Compatibility Policy
eigenstate.ipa keeps the v1 surfaces usable while adding safer module
interfaces for operations that change IdM state or write sensitive local
artifacts.
Policy
- Existing v1 lookups remain supported.
- New module surfaces are additive.
- Destructive or side-effecting lookup modes may gain warnings only after replacement documentation exists.
- Any removal or hard-disablement must wait for a v2 boundary.
- Migration examples must exist before a deprecation notice becomes stronger than a warning.

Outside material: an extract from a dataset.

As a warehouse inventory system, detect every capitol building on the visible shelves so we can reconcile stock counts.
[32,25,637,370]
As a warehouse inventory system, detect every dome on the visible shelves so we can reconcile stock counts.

- Secret-bearing module returns must not include raw payloads unless the operator explicitly requests them.
Current Boundary
| Surface | v1 status | Preferred new automation |
|---|---|---|
eigenstate.ipa.keytab lookup |
supported | eigenstate.ipa.keytab_manage for retrieval to disk or rotation |
eigenstate.ipa.cert lookup request mode |
supported | eigenstate.ipa.cert_request for certificate issuance |
eigenstate.ipa.vault_write module |
supported | remains the module surface for vault mutation |
read-only lookups such as principal, dns, sudo, hbacrule |
supported | no migration needed |
The project does not remove an established lookup mode in this release.
Why Add Modules
Lookups are convenient for retrieving values into expressions. They are less clear for operations that:
- rotate key material
- issue certificates
- write files
- need check-mode behavior
- should return metadata without returning secret payloads
Modules make side effects visible as Ansible tasks with changed, check mode,
argument specs, and safer return contracts.
Version Boundary
The v1 line keeps compatibility for early adopters. A future v2 may remove or hard-disable destructive lookup modes only after:
- replacement module documentation exists
- migration examples exist
- at least one minor release overlaps old and new surfaces
- adoption data and issue feedback indicate the migration path is usable
Documentation Standard
Public docs should be useful to independent operators, platform teams, IdM administrators, AAP operators, OpenShift administrators, security engineers, and maintainers. The project should persuade through correctness, repeatability, safe defaults, and evidence from validation workflows.